Not so with psychiatric disability. And here we come to the main point of my post.
Like developmental and physical disabilities, psychiatric disabilities can come with problems that make it difficult to do ordinary daily living activities.
The one that’s most obvious to me, especially through knowing people with serious problems in this area, is something referred to as avolition. Even if you’ve never heard the technical term avolition before, you’re likely to find this description familiar from other areas of life. Here is part of Wikipedia’s description of avolition (bolding mine, for emphasis):
Avolition, as a symptom of various forms of psychopathology, is the decrease in the motivation to initiate and perform self-directed purposeful activities. Such activities that appear to be neglected usually include routine activities, including hobbies, going to work and/or school, andmost notably, engaging in social activities. A person experiencing avolition may stay at home for long periods of time, rather than seeking out work or peer relations.
People with avolition often want to complete certain tasks but lack the ability to initiate behaviours necessary to complete them. Avolition is most commonly seen as a symptom of some other disorder, but might be considered a primary clinical disturbance of itself (or as a coexisting second disorder) related to disorders of diminished motivation. In 2006, avolition was identified as a negative symptom of schizophrenia by the National Institute of Mental Health (NIMH), and have been observed in patients with bipolar disorder as well as resulting from trauma.
Regarding schizophrenia, the American Psychiatric Association reported in 2013 that there currently are “no treatments with proven efficacy forprimary negative symptoms” (such as avolition).

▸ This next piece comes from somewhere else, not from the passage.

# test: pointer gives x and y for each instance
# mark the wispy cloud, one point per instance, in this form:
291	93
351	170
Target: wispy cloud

When autistic people experience something that looks nearly identical to avolition, it’s likely that it will be referred to as executive dysfunction, inertia, or catatonia. While people often mistake catatonia for a psychiatric term, it was originally a neurological term. This is reflected in the fact that some forms of movement disorder are described as involving catatonia, where other similar movement disorders are referred to as parkinson-like in nature. In other words, you can have the exact same traits for the exact same reasons, and what medical label gets used will depend entirely on whose territory you’re under: neurology, psychiatry, or developmental disability. The problems may be more identical than you’d imagine.
But that’s not really the point.
The point is what happens when you have problems initiating and completing tasks as a part of the DD or physical disability systems, versus when you have the same or similar problems initiating or completing tasks as a part of the psychiatric system. Because if you’re getting psychiatric services in your own house, I can tell you they’re highly unlikely to look anything near the above quote from the Oregon Department of Human Services.
People getting psych services in their own home don’t tend to have anywhere near as much support as other disabled people do, in getting things done that you can’t do for yourself. You’ll likely be referred for therapy and medications, even though there is no therapy or medication that gets rid of avolition very often at all.
Doing that? Is the equivalent of, if I applied for a Hoyer lift for my myasthenic syndrome, and then instead got a referral to a neurologist and a prescription for some pyridostigmine. Mind you, this is even assuming that therapy and meds are going to work for avolition anywhere near the level that a neurologist’s referral and a pyridostigmine prescription will help someone with myasthenia. But even presuming they are, they’re simply not going to be sufficient to solve all the problems of avolition.
And even if therapy and meds somehow worked in the long term? While the person was waiting to see if the worked, they’d still need services to help them get through the day in the meantime. Avolition can result in a total standstill of daily living skills — not just a failure to socialize, but a failure to eat enough, drink enough, keep a job, any number of things.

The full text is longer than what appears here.